Effects of pH, Dissolved Oxygen, and Ionic Strength on the Survival of Escherichia coli O157:H7 in Organic Acid Solutions
Abstract:The ability of Escherichia coli O157:H7 to survive in acidified vegetable products is of concern because of previously documented outbreaks associated with fruit juices. A study was conducted to determine the survival of E. coli O157:H7 in organic acids at pH values typical of acidified vegetable products (pH 3.2 and 3.7) under different dissolved oxygen conditions (≤0.05 and 5 mg/liter) and a range of ionic strengths (0.086 to 1.14).
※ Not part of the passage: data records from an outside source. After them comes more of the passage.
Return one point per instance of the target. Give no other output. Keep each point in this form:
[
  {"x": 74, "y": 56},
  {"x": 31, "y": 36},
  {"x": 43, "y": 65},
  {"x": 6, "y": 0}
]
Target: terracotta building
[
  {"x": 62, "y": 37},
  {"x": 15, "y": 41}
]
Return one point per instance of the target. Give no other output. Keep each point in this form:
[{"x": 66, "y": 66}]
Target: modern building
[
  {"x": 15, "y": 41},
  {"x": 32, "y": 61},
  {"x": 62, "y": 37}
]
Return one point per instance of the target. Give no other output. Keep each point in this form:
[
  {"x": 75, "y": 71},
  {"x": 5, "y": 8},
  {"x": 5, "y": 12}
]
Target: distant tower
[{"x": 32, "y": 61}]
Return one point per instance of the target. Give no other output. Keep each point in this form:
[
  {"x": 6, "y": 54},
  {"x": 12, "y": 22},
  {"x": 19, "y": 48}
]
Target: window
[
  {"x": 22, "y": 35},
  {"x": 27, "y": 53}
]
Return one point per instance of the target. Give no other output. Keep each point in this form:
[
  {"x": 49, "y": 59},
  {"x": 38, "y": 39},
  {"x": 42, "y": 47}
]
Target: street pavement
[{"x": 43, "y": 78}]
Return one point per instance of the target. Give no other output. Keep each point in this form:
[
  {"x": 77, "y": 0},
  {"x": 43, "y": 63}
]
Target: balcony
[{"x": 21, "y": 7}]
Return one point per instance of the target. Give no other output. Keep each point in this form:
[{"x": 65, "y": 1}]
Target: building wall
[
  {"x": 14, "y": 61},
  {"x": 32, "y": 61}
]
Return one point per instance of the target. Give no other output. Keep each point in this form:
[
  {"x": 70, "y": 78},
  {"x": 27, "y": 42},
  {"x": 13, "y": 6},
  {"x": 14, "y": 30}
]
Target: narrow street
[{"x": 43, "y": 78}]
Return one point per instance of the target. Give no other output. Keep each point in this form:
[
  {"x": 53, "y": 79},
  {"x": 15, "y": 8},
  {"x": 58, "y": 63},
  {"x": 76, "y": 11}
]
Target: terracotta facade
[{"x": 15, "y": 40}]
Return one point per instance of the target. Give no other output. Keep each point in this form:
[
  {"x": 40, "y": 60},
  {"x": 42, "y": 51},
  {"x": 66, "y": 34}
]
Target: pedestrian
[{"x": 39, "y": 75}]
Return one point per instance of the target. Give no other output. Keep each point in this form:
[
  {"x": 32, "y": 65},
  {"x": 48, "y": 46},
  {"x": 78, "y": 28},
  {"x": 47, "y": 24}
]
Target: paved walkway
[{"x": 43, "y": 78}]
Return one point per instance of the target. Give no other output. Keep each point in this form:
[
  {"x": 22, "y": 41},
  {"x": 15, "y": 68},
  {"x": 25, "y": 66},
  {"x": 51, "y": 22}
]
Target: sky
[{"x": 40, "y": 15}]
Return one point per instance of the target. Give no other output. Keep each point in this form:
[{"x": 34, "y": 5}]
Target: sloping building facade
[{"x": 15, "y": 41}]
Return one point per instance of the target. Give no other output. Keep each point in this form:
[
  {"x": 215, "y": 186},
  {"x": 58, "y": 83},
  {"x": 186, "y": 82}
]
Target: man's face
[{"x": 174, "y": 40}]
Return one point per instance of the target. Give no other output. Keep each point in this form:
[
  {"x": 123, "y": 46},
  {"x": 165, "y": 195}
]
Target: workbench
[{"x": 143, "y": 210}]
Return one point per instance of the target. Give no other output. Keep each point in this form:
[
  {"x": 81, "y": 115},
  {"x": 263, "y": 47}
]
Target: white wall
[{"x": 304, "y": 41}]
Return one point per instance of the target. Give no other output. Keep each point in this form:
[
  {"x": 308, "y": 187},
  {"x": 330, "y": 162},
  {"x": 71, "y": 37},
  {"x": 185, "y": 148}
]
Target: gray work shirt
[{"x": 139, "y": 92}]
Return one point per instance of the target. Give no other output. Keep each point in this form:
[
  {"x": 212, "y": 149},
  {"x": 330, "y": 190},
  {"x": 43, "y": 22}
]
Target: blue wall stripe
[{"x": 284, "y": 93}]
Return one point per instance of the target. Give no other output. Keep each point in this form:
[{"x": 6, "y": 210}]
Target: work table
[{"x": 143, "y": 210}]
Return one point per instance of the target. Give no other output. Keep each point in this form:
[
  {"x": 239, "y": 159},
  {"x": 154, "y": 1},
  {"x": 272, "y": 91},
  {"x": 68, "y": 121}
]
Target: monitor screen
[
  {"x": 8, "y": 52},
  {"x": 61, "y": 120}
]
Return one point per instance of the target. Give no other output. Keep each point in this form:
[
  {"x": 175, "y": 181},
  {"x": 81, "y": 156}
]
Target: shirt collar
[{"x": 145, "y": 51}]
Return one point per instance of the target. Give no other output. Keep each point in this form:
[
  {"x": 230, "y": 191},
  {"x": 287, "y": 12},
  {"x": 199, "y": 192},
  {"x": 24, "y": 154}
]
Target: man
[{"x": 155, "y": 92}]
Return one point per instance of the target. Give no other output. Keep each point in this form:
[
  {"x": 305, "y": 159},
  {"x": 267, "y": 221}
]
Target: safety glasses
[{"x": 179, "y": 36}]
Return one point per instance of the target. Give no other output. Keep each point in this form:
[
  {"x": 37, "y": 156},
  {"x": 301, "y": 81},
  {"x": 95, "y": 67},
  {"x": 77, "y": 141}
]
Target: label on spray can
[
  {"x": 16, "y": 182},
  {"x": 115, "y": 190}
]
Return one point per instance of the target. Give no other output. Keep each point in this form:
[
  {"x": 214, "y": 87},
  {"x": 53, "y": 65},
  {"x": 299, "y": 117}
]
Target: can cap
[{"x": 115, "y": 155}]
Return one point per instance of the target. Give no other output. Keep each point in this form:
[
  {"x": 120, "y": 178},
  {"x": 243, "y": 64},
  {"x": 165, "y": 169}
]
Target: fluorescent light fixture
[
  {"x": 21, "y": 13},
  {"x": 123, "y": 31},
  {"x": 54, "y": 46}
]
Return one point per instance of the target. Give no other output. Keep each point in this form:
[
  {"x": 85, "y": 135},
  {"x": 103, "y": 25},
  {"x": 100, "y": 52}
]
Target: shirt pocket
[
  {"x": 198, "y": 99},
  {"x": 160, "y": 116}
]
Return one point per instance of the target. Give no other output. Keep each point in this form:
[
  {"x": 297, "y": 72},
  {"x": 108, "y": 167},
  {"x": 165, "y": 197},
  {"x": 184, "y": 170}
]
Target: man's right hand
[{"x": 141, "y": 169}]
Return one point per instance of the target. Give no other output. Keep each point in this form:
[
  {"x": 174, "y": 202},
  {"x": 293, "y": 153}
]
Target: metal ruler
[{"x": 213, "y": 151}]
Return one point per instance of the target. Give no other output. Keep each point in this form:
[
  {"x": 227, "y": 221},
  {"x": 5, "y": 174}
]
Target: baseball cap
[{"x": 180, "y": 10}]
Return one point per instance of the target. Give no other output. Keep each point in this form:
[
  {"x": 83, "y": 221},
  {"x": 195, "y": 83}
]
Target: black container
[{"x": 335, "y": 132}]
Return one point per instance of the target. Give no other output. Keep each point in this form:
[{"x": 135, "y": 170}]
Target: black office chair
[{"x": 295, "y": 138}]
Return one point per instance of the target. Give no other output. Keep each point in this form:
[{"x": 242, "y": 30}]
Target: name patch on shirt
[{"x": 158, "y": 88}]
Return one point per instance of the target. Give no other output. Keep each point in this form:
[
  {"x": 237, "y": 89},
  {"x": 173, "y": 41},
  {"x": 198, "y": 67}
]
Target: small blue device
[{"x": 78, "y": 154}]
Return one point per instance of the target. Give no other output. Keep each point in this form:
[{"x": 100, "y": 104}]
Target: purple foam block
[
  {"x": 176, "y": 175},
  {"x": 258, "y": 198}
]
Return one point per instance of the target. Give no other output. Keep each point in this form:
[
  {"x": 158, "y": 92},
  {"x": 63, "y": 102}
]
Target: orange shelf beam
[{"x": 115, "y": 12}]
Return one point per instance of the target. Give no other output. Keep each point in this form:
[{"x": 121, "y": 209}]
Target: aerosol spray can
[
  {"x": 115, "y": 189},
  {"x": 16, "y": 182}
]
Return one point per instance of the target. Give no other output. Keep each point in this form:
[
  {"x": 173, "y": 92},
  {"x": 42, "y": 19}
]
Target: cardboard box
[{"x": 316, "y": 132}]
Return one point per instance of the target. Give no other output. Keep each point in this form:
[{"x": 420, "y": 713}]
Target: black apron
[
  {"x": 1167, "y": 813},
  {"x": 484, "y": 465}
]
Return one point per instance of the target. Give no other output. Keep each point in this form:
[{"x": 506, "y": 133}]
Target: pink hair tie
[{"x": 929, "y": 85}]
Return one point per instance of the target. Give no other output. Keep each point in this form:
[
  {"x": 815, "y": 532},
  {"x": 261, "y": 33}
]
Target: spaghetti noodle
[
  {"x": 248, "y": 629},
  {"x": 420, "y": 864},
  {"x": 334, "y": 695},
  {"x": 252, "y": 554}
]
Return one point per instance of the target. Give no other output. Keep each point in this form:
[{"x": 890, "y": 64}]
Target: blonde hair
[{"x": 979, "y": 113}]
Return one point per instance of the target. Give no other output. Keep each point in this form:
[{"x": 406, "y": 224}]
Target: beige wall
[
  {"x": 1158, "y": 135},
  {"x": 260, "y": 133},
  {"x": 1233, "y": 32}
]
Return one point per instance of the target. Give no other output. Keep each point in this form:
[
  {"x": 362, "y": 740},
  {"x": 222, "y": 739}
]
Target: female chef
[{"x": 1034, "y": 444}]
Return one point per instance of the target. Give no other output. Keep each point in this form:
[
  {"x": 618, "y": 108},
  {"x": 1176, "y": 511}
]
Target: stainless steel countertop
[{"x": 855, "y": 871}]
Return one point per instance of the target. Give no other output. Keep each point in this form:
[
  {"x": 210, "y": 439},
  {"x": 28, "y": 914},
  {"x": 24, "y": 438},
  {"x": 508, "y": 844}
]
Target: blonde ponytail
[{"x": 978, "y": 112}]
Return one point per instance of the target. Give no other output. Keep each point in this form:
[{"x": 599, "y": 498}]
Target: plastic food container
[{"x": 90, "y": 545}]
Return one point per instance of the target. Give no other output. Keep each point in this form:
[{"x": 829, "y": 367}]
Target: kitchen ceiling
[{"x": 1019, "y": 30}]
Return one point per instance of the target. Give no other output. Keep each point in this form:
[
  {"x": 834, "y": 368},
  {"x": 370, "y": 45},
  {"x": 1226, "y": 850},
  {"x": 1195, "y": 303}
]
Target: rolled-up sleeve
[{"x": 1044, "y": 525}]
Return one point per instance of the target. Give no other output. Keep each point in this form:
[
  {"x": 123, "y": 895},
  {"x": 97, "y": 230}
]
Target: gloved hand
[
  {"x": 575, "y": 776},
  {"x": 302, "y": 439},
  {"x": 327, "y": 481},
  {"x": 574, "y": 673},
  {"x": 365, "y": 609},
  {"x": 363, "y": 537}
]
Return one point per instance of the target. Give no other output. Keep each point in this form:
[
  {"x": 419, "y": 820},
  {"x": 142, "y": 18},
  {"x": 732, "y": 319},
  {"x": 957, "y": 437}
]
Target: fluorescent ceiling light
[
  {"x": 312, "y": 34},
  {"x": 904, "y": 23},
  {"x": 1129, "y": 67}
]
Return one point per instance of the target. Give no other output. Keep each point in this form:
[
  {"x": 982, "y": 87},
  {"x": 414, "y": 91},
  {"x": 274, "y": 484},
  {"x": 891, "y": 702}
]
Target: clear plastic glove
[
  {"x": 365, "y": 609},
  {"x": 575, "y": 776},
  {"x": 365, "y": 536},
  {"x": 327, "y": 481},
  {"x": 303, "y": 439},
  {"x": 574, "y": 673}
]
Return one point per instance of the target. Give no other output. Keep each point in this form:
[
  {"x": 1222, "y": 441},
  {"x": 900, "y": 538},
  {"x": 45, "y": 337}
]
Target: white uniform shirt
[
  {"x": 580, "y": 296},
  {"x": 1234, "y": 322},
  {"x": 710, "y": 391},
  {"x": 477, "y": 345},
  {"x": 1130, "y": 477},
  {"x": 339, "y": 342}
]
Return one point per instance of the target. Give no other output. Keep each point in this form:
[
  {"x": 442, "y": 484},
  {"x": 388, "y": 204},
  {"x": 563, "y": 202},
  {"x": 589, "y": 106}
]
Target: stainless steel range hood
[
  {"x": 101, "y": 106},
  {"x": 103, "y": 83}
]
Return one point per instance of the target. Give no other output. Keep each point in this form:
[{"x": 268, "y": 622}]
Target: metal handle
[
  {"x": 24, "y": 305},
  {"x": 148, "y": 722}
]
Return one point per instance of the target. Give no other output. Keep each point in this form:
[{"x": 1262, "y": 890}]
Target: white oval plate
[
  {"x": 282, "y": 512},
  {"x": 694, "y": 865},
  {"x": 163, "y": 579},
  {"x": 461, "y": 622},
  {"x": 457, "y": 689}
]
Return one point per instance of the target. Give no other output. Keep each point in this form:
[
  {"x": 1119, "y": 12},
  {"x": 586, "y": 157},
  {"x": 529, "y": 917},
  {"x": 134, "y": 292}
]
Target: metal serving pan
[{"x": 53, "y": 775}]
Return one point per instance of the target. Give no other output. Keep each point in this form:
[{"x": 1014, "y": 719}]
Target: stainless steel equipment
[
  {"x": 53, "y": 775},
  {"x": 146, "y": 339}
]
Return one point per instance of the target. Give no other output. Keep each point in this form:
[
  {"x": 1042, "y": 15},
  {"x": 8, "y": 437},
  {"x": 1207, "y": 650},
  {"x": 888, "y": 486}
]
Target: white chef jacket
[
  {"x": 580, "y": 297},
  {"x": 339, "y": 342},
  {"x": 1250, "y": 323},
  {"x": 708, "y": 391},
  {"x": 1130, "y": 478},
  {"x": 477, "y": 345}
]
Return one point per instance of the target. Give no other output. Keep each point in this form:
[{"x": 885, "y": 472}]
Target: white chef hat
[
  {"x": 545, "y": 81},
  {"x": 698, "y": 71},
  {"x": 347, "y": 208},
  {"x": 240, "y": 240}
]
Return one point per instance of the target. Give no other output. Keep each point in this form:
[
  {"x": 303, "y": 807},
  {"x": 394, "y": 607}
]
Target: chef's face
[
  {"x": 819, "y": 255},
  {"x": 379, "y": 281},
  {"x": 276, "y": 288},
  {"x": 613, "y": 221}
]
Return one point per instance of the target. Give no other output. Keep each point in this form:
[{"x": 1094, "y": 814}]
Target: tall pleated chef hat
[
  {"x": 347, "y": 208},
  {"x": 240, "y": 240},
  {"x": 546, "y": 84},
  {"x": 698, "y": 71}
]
All solutions contained 20 mM gluconic acid, which was used as a noninhibitory low pH buffer to compare the individual acid effect to that of pH alone on the survival of E. coli O157:H7. E. coli O157:H7 cells challenged in buffered solution with ca. 5-mg/liter dissolved oxygen (present in tap water) over a range of ionic strengths at pH 3.2 exhibited a decrease in survival over 6 h at 30°C as the ionic strength was increased. Cells challenged in 40 mM protonated L-lactic and acetic acid solutions with ionic strength of 0.684 achieved a >4.7-log CFU/ml reduction at pH 3.2. However, under oxygen-limiting conditions in an anaerobic chamber, with ≤0.05-mg/liter oxygen, E. coli O157:H7 cells showed ≤1.55-log CFU/ml reduction regardless of pH, acid type, concentration, or ionic strength. Many acid and acidified foods are sold in hermetically sealed containers with oxygen-limiting conditions. Our results demonstrate that E. coli O157:H7 may survive better than previously expected from studies with acid solutions containing dissolved oxygen.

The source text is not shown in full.